Die Amerikaner waren an Informationen über den nationalsozialistischen Gegner interessiert, die Emigranten waren Deutschland-Experten mit hohen wissenschaftlichen Qualifikationen. Über diesen Deal hinaus hatten sie als rassisch Verfolgte gute Gründe, sich in die Front gegen „Nazideutschland“ einzureihen; darüber hinaus konnten sie so ihren Lebensunterhalt bestreiten, denn um die Finanzlage der Frankfurter Schule war es seinerzeit schlecht bestellt. Die kollektiv oder einzeln verfaßten einunddreißig Berichte und Analysen, die hier erstmals vollständig auf deutsch verfügbar werden, sind demzufolge als antifaschistischer Beitrag zu werten. Sie decken eine große Bandbreite von strategischen Fragestellungen ab (unter anderem die Gestaltung Nachkriegsdeutschlands, Bestrafung von Kriegsverbrechern) und stellen eine außerordentlich interessante Lektüre dar.
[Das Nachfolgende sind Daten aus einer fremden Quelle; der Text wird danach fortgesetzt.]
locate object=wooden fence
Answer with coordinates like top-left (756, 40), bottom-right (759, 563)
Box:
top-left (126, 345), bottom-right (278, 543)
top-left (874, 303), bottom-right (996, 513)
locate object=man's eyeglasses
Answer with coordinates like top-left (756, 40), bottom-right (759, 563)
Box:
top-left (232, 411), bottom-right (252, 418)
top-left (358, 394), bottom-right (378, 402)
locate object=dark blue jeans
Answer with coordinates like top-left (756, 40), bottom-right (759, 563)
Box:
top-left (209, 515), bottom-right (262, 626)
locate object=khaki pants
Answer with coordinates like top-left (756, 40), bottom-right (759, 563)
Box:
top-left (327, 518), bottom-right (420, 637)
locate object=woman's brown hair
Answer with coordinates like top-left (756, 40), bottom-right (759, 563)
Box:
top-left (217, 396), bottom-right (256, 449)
Nach 1945 hatten die USA plötzlich andere Interessen

Allerdings blieb die Zusammenarbeit zweier derartig unterschiedlicher Interessenlagen nicht ohne Konflikte, was – wie der Herausgeber herausstellt – „innerhalb der amerikanischen Verwaltung zu regelrechten ‘Schlachten’ führte – die die Frankfurter Gruppe fast immer verlor“. Hiermit wird die ambivalente Seite des marxistischen Kriegseinsatzes sichtbar. Denn immer wieder schossen die engagierten Geheimdienstler über das Ziel hinaus, was an zahlreichen Vorschlägen deutlich wird, die letztlich im Interesse ihrer antikapitalistischen Agenda standen und auf die bürgerliche Substanz Deutschlands zielten, wie die Vorschläge zur Verstaatlichung von Schlüsselindustrien, ausufernde Namenslisten von Wirtschaftsführern, Demokratie als Arbeiterdemokratie. 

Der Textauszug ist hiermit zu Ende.